Commercial CMS systems have come to require significant investment. A university serving 15,000 students could spend $75,000 annually in licensing fees to use a commercial course management system. CMS providers charged less in annual licensing fees when they introduced their systems to the market, but soon realized they had to increase pricing if they were to grow. In 2002, higher ed users of two major commercial systems were hit with annual fee increases as high as 20 percent.
The installation of such complex systems generally require a school to spend an additional $10,000 to $20,000 on a commercial vendor's consulting services.

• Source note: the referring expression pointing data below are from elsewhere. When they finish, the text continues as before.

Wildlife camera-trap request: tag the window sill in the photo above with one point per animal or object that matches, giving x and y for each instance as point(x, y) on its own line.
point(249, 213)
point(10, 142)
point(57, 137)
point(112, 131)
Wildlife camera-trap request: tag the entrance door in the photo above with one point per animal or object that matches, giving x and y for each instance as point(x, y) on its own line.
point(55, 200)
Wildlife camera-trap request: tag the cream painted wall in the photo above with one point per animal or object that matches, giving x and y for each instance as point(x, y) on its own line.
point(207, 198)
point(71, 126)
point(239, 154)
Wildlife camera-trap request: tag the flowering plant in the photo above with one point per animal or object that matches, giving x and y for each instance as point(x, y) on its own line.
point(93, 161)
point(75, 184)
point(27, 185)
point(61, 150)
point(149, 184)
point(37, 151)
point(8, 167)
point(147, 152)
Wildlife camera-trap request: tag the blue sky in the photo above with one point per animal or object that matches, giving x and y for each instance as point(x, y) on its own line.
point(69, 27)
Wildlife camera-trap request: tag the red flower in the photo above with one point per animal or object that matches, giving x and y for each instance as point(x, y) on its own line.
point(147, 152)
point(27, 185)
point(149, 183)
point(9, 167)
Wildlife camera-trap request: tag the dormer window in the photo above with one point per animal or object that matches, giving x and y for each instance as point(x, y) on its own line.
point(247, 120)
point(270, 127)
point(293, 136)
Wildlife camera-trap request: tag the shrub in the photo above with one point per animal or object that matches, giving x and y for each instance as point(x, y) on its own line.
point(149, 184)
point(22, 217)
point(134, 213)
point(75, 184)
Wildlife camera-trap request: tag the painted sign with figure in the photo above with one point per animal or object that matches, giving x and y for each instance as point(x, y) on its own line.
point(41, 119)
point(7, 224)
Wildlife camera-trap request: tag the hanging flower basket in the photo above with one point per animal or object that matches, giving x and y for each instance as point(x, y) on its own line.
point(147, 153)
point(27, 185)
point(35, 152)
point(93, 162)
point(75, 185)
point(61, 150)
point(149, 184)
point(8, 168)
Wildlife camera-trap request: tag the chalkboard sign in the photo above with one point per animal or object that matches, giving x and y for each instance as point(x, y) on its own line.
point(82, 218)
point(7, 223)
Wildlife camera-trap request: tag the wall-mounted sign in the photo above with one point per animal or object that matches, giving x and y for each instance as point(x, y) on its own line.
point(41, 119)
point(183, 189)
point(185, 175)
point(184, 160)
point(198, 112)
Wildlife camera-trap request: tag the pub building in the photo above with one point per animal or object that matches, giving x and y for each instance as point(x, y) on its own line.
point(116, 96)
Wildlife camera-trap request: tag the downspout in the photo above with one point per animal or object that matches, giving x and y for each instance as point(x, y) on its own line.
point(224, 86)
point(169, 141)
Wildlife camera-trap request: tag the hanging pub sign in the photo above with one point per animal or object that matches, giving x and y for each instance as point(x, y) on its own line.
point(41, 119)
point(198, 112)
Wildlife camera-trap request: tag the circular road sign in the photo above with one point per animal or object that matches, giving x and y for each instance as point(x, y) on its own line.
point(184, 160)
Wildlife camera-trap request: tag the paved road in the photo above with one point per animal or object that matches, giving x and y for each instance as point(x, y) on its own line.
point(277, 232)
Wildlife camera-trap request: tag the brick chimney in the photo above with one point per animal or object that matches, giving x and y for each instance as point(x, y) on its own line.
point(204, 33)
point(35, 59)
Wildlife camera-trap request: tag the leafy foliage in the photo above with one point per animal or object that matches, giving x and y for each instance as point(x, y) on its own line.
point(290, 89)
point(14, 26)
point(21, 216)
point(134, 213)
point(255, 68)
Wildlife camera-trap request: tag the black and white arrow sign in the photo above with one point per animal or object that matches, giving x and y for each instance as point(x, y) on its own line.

Then come the infrastructure costs. "The cost of buying the software only begins to capture the cost of running the system," says Roy, who is also a member of the Northeast Regional Computing Program (www.nercomp.org), a group whose members look at innovative ways to use technology in the classroom. It can cost at least $100,000 annually to pay the staff to keep the servers backed up, to install patches and perform upgrades, and to ensure that the software works with other databases. Any software, including course management software, requires these infrastructure costs "if you look at all those who touch the system," he adds.
By contrast, The Sakai Project is asking that users become partners and pay $10,000 annually to use its CMS software. Partners are asked to sign a three-year agreement to use Sakai. For this they have a say in where the project focuses its resources and energy. Given that Sakai is an open source project, any institution can download the code for free.